Se n’è andato Viviano Vespignani, una vita dedicata al tennis, ex direttore di Match Ball e grande promotore del tennis giovanile in Italia. Il ricordo di Stefano Semeraro

Oggi se ne è andato Viviano Vespignani. E’ stato il mio primo direttore a Matchball, quello che mi ha accolto quando ho iniziato questo mestiere. In Via Cairoli a Bologna c’eravamo io, lui, Enrico Schiavina, Marina Natali, mia madre Anna a curare la pubblicità, Concetto Nicosia che lasciava un attimo la storia dell’arte per impaginare la rivista. Poi via via si sono aggiunti in tanti, li invito a scrivere qui un ricordo.Viviano mi ha insegnato molto, con la sua infinita passione, di persona buona, competente, scrupolosa, attenta al minimo risultato.

Ho passato anni a battere a macchina insieme a Marina le pagine de l’Archivio (cosa c’era prima di internet? C’era Viviano Vespignani) con tutti i risultati, le teste di serie, i tabelloni dei risultati che nessun altro pubblicava. Si divertiva alle mie battute, Viviano, era una redazione piccola ma allegra, ci piaceva fare quello che facevamo, e, credo, lo facevamo anche abbastanza bene. Senza Matchball e senza Viviano – che io ho continuato sempre a chiamare Professore, era più forte di me – non sarei diventato giornalista, non avrei viaggiato e conosciuto tante persone, scritto di tanti tornei per La Stampa, il Corriere dello Sport, e ora per il Tennis Italiano – il nostro grande concorrente di allora. Viviano aveva una passione infinita per il tennis, e soprattutto per il tennis giovanile, gli piaceva scoprire i talenti, come aveva fatto con Gianluca Rinaldini, o Raffi Reggi, seguirli, raccontare quello che succedeva al Bonfiglio, all’Avvenire, ai grandi tornei americani o italiani che fossero.
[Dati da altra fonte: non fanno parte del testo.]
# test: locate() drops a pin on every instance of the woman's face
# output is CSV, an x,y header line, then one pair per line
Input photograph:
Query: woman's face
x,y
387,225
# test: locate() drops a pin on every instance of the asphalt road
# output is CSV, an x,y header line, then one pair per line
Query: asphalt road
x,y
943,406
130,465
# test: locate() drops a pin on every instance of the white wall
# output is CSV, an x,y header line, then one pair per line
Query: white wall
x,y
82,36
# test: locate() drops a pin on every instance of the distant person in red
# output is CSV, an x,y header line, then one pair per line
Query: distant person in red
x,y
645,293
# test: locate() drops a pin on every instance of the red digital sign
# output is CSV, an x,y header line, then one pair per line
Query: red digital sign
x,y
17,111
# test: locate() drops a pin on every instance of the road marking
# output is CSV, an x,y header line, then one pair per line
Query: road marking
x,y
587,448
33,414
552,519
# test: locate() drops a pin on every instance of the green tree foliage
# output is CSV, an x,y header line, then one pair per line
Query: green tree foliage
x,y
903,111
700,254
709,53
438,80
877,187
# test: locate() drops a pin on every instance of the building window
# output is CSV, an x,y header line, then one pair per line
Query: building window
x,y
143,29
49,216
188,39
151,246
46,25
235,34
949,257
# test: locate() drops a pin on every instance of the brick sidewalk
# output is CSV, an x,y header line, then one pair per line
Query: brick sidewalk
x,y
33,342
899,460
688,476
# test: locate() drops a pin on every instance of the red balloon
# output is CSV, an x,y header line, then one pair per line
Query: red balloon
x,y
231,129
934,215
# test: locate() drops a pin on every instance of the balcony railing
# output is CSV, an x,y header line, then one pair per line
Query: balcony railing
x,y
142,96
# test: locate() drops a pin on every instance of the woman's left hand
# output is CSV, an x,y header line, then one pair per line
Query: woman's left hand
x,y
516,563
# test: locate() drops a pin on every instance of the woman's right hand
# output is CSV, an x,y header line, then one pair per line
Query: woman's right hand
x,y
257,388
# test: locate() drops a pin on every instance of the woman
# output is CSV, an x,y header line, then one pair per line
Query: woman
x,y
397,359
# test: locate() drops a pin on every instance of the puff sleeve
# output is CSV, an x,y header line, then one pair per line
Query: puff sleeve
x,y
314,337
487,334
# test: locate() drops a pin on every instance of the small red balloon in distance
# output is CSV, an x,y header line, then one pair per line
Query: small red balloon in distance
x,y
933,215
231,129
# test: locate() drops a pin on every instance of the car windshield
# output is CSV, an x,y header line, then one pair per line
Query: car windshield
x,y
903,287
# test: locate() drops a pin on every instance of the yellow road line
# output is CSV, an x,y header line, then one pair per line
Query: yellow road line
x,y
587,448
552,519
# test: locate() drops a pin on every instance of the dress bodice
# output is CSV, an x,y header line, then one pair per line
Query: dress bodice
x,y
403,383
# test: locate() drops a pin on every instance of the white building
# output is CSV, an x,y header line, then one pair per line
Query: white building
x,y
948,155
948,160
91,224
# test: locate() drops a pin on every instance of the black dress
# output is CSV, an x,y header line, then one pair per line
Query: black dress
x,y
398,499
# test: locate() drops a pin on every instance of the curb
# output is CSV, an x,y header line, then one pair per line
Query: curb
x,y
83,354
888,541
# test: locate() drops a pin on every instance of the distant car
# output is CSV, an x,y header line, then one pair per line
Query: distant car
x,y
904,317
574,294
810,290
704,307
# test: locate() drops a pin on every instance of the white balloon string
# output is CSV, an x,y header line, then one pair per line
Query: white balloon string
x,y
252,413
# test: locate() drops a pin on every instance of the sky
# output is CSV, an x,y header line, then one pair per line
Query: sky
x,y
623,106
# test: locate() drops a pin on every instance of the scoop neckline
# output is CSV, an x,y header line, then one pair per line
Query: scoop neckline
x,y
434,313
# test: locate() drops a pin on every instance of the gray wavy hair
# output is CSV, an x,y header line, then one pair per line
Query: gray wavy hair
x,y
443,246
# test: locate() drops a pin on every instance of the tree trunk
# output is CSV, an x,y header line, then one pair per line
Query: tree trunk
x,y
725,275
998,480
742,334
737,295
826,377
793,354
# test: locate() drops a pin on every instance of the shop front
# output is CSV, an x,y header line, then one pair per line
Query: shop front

E’ stata una persona generosa, buona, ironica, con un passato incredibile che scoprii leggendo il suo libro, Piccolo Bastardo. E anche quando Matchball è finito, bastava dargli un colpo di telefono per chiarisrsi un dubbio, verificare un dato, che lui subito diceva: «ti mando un fax». E dalla macchina usciva tempo qualche minuto un rotolino con la risposta che cercavi. Faceva finta di arrabbiarsi giusto quando qualche lettera che mi diceva di inventare per la rubrica della Posta – solo quando nessuno dei nostri lettori trattava l’argomento ma lui voleva scrivere una risposta che gli stava a cuore… – la firmavo in maniera bizzarra. «Prof, ma non possiamo firmare sempre Francesco Rossi e Mario Bianchi da Milano, è troppo generico..». «Ciò, Stefano, ma neanche Potito Tonno da Mazara del Vallo o Nico Tombino da Pinerolo!…». E poi scoppiava a ridere.

Ciao Professore, e grazie di tutto quello che hai dato, a me e a tanti altri.